TK, for future reference, look for guide pin auctions while your looking around on e-bay. There are lots of good deals on 10-packs of pins.


----------



## TK Solver (Mar 18, 2004)

Most guide pin auctions only deserve a good laugh. Currently, I don't see anything reasonable out there. The seller of item number 6028861945 wants to sell us pins for $2 each when shipping is included. I suppose that the seller of item 6029467774 is offering a reasonable deal.

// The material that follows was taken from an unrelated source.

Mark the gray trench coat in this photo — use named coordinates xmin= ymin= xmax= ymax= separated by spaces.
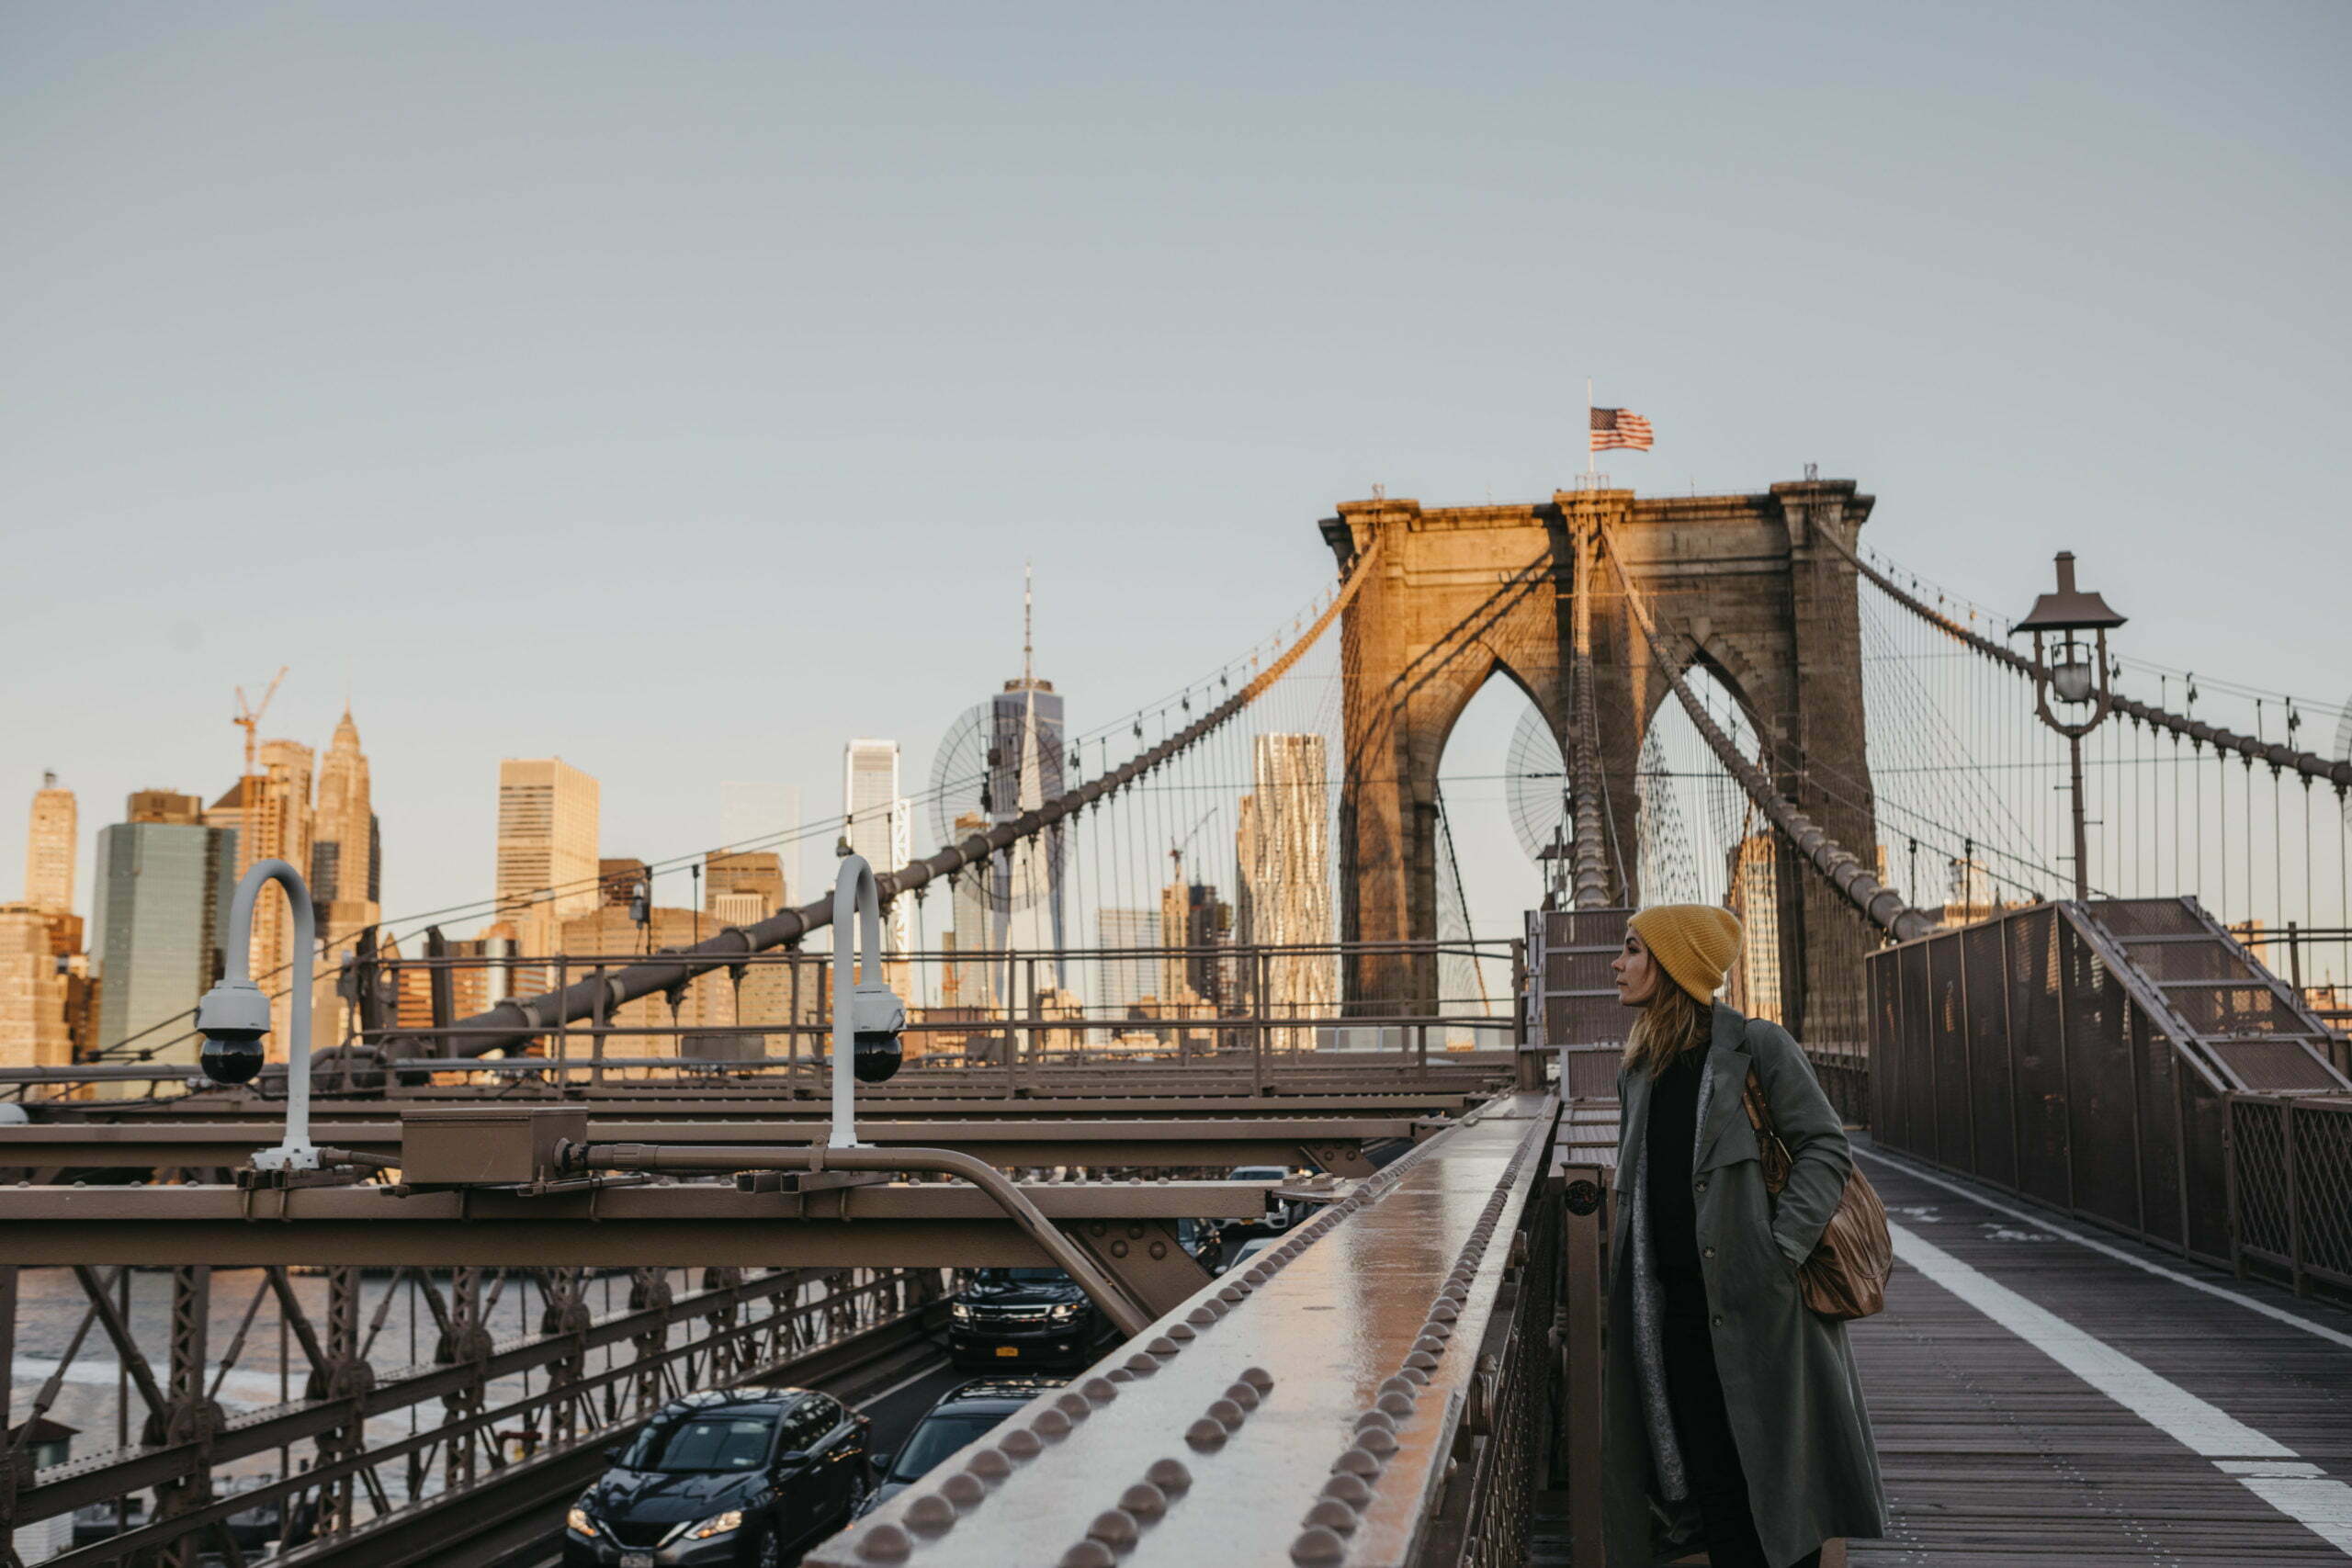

I'm just thankful that I held onto all the spares I got with the complete boxed cars. Those pins are turning into little pieces of gold!


----------



## dlw (Aug 17, 1999)

I wasn't aware of those auctions, TK, but that is a joke.......$2 for a guide pin  . And Slotfather ain't much better. After the shipping that's $12......$2 per pin. He may be a good hobby shop owner, but his prices for things are 'a bit' overpriced. 

That deal for 10 pins for $3.25 shipped is a very good deal. If you need pins, hit that guy up.

For anyone needing XT pins, a seller named 'mikelwilzon' has what seems to be 12-pin lots for $1.20, including shipping. He has cars and other JL parts. I bought some items from him with no problems.


----------



## T-jetjim (Sep 12, 2005)

I thought that it was pretty common that if you bought chassis' you didn't get guide pins or screws. Even though if you buy a JL car you get 2 pins, that doesn't mean that the seller bought cars and removed the chassis to sell pins and the beautiful phillips head screws separately. They could have bought wholesale chassis' and are moving them.
Jim


----------